Usai penilaian, Walima dikembalikan kepada pilar masing-masing untuk dibagikan kepada anggota dan masyarakat yang hadir. Pembagian dilakukan melalui tradisi baku rampas, yakni mengambil makanan dan kue yang ditempatkan di dalam Walima untuk dibawa pulang.

Tradisi tersebut berlangsung meriah dan tetap tertib.
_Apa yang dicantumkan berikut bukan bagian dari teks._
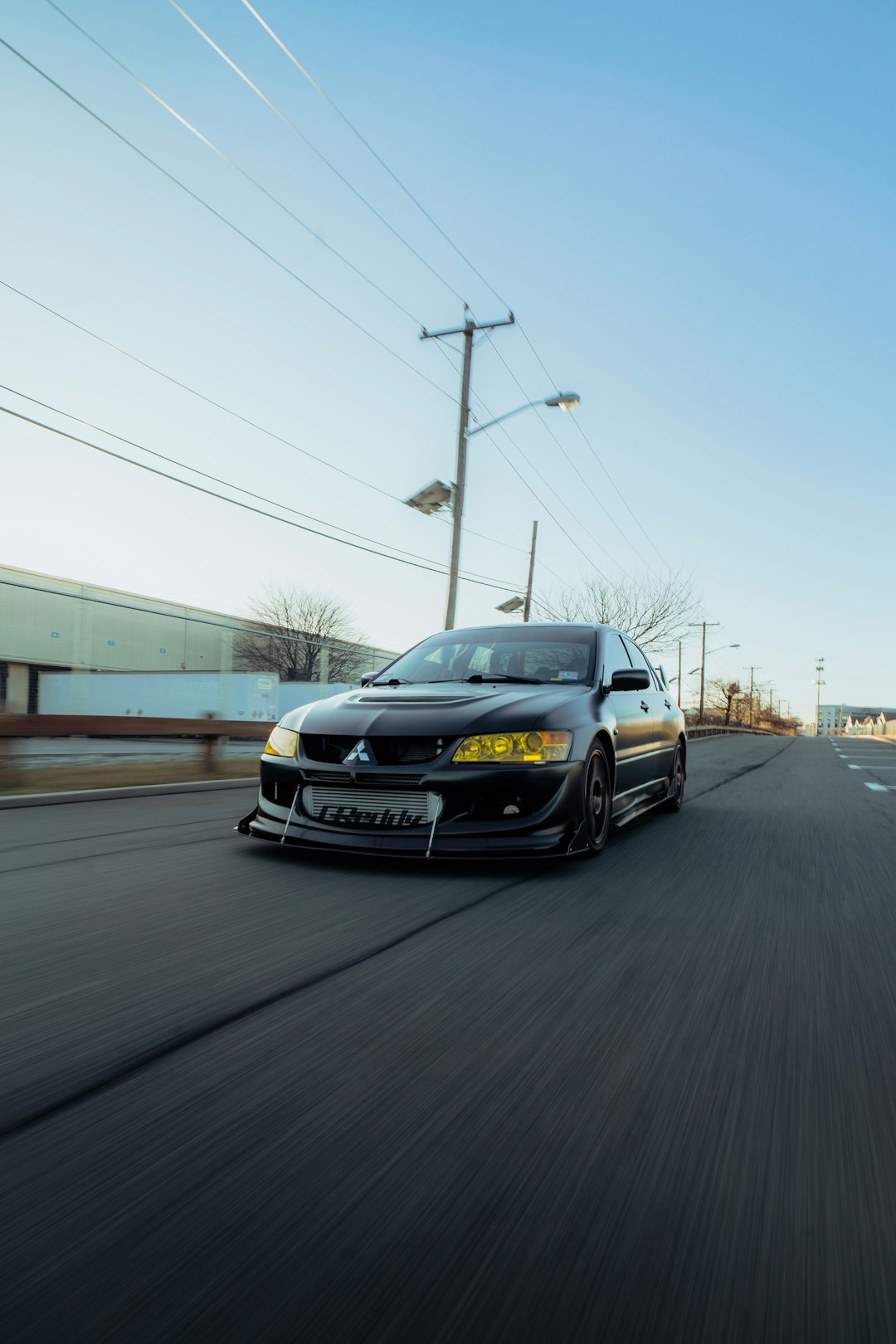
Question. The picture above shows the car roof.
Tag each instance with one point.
(536, 626)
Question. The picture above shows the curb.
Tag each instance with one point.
(137, 791)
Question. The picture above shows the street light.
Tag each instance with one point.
(436, 494)
(564, 401)
(431, 498)
(704, 655)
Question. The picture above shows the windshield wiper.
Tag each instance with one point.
(501, 676)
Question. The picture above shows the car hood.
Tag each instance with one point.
(444, 710)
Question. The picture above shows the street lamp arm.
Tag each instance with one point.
(566, 401)
(507, 416)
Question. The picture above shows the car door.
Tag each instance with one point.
(657, 753)
(668, 722)
(635, 724)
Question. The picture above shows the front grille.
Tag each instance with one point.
(386, 750)
(387, 808)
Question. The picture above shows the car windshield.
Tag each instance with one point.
(505, 655)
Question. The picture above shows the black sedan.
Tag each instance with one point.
(499, 741)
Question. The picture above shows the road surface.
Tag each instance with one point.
(254, 1096)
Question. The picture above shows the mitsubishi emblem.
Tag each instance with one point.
(360, 752)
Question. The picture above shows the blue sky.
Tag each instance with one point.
(691, 208)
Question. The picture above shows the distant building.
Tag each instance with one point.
(56, 626)
(846, 718)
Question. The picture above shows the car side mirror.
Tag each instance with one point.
(631, 679)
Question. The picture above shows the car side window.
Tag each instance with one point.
(614, 655)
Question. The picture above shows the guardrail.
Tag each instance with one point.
(715, 730)
(207, 733)
(121, 726)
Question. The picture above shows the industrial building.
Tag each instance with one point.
(835, 718)
(51, 626)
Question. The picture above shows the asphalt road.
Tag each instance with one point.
(254, 1096)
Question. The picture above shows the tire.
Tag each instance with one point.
(677, 782)
(597, 800)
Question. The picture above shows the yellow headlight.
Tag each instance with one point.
(514, 749)
(281, 743)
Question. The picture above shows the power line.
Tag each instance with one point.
(202, 397)
(594, 452)
(436, 225)
(547, 485)
(232, 163)
(312, 147)
(542, 504)
(468, 262)
(250, 509)
(227, 222)
(597, 499)
(299, 221)
(229, 410)
(219, 480)
(370, 149)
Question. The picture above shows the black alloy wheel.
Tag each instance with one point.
(677, 782)
(597, 801)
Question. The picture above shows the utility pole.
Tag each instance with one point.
(703, 657)
(527, 606)
(820, 668)
(754, 667)
(466, 331)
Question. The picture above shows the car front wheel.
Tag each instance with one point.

Baku rampas menjadi salah satu bagian penting dalam Festival Walima karena tidak hanya menghadirkan suasana kebersamaan, tetapi juga memperkenalkan nilai adat dan budaya Gorontalo kepada masyarakat di perantauan.

Festival Walima juga dirangkaikan dengan pengajian rutin dua bulanan yang diselenggarakan Pilar Arlingga dan Pilar Podehu. Kegiatan dihadiri masyarakat Gorontalo, pengurus dan anggota pilar, tokoh masyarakat, pemangku adat, serta perwakilan organisasi sosial masyarakat Gorontalo.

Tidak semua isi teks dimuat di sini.